Che cos' è il liberalismo? Non è facile rispondere. In molti si sono cimentati, e da buon ultimo Domenico Losurdo, storico della filosofia, autore profilico, del quale va ricordato un importante e originale studio su Nietzsche (Bollati Boringhieri 2004, 2° edizione).
Anche questa volta Losurdo ha scritto un libro non comune: una "controstoria del liberalismo" che va dalle origini seicentesche alla prima guerra mondiale. Si tratta - e in ciò è l'originalità dell'approccio, ma anche il suo preciso limite - di un storia del liberalismo basata, a giudizio dell'autore, sul contraddittorio rapporto tra la teoria e la pratica liberali.
Come si può, si chiede Losurdo, riferendosi al colonialismo americano e all'imperialismo inglese (le due potenze "liberali per eccellenza) conciliare libertà e schiavitù? Lo si può, ma solo a prezzo, ecco la sua tesi, di privilegiare due spazi politici: quello sacro, riservato alla comunità dei liberi ( i "signori", i "bianchi" gli unici in grado di capire, gestire ed apprezzare la "libertà" in tutte le sue forme); e quello profano, riservato alla comunità dei "non liberi (i "servi", gli schiavi "neri", i "pellerossa", i messicani, i popoli coloniali, incapaci "razzialmente" di autogovernarsi). In certo senso, anche se l'autore non lo ammette direttamente, le guerre "liberali" americane di oggi, non sarebbero altro che una rivendicazione di quello "spazio sacro" che riunisce e santifica i popoli liberali dell'Occidente, gli unici, appunto, in grado di apprezzare, e mettere a frutto la "libertà liberale".
L'intero libro è costruito sulla ricerca, come dire, delle "pezze d'appoggio" storiografiche per comprovare questa tesi. E Losurdo, è così bravo ed erudito, che riesce a individuare in ogni autore liberale, grosso modo, da Locke a Hayek il passo o la citazione "giusta".
Ma purtroppo, da questo tour de force erudito, emerge anche quello che è il limite del libro . Infatti l'accento, troppo stretto, posto sul rapporto teoria-pratica, se per un verso gratifica il lettore di "palato grosso", quello che ama sentire parlar male del liberalismo, per l'altro scontenta il lettore più attento, quello che, anche se non apprezza il liberalismo, ama le ricostruzioni teoriche e storiche accurate.

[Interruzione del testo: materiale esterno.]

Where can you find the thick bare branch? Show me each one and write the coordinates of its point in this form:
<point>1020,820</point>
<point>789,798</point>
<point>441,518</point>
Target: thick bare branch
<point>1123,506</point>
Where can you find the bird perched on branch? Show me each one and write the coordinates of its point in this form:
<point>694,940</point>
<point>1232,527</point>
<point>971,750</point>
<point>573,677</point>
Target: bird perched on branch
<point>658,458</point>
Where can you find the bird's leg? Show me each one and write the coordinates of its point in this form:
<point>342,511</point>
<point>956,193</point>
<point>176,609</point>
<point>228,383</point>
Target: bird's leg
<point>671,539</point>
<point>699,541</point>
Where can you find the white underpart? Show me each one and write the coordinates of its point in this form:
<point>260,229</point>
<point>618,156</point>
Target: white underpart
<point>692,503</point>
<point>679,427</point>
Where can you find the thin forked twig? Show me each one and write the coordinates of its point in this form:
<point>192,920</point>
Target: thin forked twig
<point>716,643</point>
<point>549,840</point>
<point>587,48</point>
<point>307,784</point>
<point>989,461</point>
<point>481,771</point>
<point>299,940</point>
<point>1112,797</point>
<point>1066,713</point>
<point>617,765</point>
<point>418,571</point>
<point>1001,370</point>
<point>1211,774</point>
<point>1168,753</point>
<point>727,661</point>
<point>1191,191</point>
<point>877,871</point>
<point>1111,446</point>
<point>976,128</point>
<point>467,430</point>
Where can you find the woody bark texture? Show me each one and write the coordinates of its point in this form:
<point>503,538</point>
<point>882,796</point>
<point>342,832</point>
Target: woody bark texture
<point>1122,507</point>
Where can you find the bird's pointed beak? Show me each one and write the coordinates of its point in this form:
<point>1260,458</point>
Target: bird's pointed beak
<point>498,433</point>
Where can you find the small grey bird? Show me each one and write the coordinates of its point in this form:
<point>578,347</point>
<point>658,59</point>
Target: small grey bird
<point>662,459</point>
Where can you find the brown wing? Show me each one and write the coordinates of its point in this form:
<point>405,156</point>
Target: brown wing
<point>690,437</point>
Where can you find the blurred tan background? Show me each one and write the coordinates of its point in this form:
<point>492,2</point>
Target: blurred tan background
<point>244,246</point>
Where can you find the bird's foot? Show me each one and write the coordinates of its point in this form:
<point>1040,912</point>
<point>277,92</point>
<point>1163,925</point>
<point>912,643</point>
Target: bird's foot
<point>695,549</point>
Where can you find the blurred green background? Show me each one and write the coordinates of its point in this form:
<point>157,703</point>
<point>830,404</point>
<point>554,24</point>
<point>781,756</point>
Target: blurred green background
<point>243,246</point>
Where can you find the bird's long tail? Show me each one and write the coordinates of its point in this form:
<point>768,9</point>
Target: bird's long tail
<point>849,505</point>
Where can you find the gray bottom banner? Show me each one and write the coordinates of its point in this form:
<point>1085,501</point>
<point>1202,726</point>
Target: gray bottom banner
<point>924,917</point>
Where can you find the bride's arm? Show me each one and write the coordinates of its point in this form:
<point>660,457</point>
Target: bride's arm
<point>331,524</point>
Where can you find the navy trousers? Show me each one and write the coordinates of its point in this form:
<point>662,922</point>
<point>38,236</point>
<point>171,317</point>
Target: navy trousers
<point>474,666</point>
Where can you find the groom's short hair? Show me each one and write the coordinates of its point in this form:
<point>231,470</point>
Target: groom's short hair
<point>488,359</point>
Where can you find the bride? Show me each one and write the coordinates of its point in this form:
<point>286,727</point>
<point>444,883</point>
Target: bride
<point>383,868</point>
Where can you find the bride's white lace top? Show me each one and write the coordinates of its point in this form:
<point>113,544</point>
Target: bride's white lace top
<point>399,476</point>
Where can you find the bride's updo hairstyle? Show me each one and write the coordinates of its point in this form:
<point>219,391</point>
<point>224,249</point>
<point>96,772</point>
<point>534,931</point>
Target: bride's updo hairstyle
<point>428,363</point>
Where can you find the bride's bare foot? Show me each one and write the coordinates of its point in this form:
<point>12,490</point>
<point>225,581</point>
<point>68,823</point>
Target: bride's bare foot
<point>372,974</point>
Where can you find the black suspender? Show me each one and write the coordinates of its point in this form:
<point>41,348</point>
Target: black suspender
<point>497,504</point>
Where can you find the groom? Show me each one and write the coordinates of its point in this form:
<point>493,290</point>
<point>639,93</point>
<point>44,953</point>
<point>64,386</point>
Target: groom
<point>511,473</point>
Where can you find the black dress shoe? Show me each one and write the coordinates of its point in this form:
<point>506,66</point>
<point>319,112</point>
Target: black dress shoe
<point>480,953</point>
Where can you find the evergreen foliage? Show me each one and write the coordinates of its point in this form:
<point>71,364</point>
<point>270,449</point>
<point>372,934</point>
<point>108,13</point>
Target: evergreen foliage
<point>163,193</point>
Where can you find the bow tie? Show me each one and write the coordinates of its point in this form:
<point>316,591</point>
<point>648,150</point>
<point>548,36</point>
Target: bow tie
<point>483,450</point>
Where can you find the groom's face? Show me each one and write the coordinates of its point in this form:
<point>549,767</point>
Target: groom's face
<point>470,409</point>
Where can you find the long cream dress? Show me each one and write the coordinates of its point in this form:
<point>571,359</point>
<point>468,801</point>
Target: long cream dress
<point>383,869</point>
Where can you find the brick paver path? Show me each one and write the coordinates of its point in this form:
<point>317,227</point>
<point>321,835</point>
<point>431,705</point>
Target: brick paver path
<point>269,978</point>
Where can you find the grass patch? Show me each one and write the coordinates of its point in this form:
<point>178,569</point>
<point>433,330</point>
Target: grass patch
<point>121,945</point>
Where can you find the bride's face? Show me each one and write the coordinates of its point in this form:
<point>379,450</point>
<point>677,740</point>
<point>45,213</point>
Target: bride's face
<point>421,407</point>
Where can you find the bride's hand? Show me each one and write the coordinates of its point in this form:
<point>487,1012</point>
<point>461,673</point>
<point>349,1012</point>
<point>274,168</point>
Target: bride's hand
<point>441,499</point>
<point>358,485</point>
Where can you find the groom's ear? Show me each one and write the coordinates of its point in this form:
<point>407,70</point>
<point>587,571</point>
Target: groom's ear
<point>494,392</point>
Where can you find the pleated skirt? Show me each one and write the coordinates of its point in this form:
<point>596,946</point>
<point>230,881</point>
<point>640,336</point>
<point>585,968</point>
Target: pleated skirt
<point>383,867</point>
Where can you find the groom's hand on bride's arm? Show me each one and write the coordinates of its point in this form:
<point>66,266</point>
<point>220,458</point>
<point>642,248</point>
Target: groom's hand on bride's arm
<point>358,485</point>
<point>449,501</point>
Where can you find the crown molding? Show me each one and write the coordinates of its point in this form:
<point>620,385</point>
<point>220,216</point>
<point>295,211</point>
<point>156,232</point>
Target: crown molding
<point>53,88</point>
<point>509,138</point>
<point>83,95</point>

Il limite evidente del testo è appunto di non delimitare prima teoricamente e storicamente il liberalismo, tracciandone un ritratto fedele e completo, ma di usare, "parti" della sua teoria e storia (che possono essere benissimo contestate, basta sfogliare qualsiasi altra storia del liberalismo a partire da quella classica e insuperata di Guido De Ruggiero...), collegandole a una "certa"pratica liberale che "deve" comprovare la tesi che si vuole dimostrare . Ignorando però (e non importa se consapevolmente o meno), che spesso storicamente le idee non trovano gli uomini "giusti" sulle quali camminare, o ne trovano solo pochi... Una constatazione che lo storico deve sempre fare, se non vuole ricadere nella partigianeria.
Un solo esempio, conclusivo: che senso avrebbe scrivere una storia del marxismo, (cosa che tra l'altro è già stata fatta da Leszek Kolakowski) estrapolando passi da Marx, Engels, Lenin e altri autori minori per spiegare gli orrori di Stalin e la costitutiva pericolosità dell'ideologia marxista? Nessuno. E lo stesso dovrebbe valere per il liberalismo, come per altre ideologie. O no?